What to do After an Eviction

Some people say that alcohol abuse can be a good analogy for Property Management and Evictions. An eviction is the equivalent of what an alcoholic usually call a hangover. All of us who drink understand that sometimes we are going to have to deal with a hangover because of the fact that we make several overzealous choices which in the future we know we are going to deplore. The same may be said with property management. The following is a humorous analysis of my first horrendous experience with new york tenant landlord law.  

  One of my beginning experiences with property management was like a lot of people’s first experiences with alcohol: It sucked, and made me never wish to try it again. But, like an alcoholic, I realized that I was hooked, and for some self denigrating reason I made up my mind to keep trying it again, and even made a profession out of it. That was many years ago, but just like a recovering alcoholic who is standing in front of the podium at a twelve level program discussing how they are a habitual alcoholic, here I am in front of you explaining how I am still trying to get better from an Eviction. This was no normal eviction, it makes the heart palpitate, skin creep, and a lump grow in your gullet. I still suffer from night sweats because of it. Below I will discuss the mistakes I commited hoping that probably we can all learn from my errors.    

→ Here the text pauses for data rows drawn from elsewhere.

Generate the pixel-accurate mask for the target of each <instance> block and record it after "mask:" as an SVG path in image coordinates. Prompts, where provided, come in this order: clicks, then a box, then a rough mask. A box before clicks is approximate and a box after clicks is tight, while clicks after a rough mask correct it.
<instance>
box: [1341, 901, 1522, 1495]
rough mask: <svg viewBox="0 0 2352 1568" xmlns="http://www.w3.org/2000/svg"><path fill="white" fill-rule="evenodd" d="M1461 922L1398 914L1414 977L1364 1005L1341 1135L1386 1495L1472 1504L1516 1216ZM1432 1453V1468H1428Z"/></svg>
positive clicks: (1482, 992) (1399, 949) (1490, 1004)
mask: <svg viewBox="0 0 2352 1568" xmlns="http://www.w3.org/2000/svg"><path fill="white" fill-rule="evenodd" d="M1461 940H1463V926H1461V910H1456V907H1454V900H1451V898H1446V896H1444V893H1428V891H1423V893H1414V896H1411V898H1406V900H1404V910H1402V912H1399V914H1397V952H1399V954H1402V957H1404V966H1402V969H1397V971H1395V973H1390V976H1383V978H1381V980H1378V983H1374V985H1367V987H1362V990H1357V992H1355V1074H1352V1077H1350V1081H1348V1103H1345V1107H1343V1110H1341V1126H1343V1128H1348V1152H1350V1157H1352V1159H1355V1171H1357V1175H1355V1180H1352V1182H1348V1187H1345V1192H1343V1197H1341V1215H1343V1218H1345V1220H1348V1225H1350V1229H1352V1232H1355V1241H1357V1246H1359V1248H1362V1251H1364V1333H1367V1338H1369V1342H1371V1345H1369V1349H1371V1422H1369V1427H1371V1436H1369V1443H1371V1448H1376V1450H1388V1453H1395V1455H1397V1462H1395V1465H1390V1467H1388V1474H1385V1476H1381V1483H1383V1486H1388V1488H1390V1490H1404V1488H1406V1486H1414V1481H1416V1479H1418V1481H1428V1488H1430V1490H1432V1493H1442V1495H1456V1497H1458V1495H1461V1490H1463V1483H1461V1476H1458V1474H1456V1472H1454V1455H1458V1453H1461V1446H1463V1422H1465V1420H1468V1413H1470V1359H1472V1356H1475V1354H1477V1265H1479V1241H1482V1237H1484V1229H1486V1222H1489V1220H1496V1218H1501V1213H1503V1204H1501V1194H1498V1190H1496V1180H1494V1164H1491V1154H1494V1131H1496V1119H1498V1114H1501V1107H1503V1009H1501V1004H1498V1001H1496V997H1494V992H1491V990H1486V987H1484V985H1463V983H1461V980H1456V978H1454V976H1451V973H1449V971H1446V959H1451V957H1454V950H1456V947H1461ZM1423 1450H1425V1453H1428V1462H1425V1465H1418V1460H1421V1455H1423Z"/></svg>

It was my first investment property and I was filling a vacancy for the first time. I had a lot of interest in the place, and I was trying to make up my mind which person I was planning to rent to out of a typical batch of not very distinguished renters. But I had a mortgage to pay, so I chose to rent it to three college age guys who had a puppy. I understand that sounds bad, but wait until you hear who I decided to rent it to. Before calling the kids and letting them know that they could have the place, a couple called me and asked if the place was still available for rent. They seemed like a nice couple in their mid-twenties and they even brought along their kid, so they seemed like quite nice family. Later on I found out that it was a rent-a-kid.


    I decided to rent to them as they looked quite nice. However, the biggest mistake I commited was I never ran their credit report, I never checked their background, had them list their references. They ended up being addicts, drug dealers and did over $12,000.00 dollars in damages to the house. The eviction new york process took 6 months because they were professional deadbeat renters and knew how to avoid service. The moral of the story is: always check credit, background, rental history, employment history, and eviction history. For the small amount of time and money that it takes to make such checks, you may save yourself a huge amount of money, time, and emotional distress.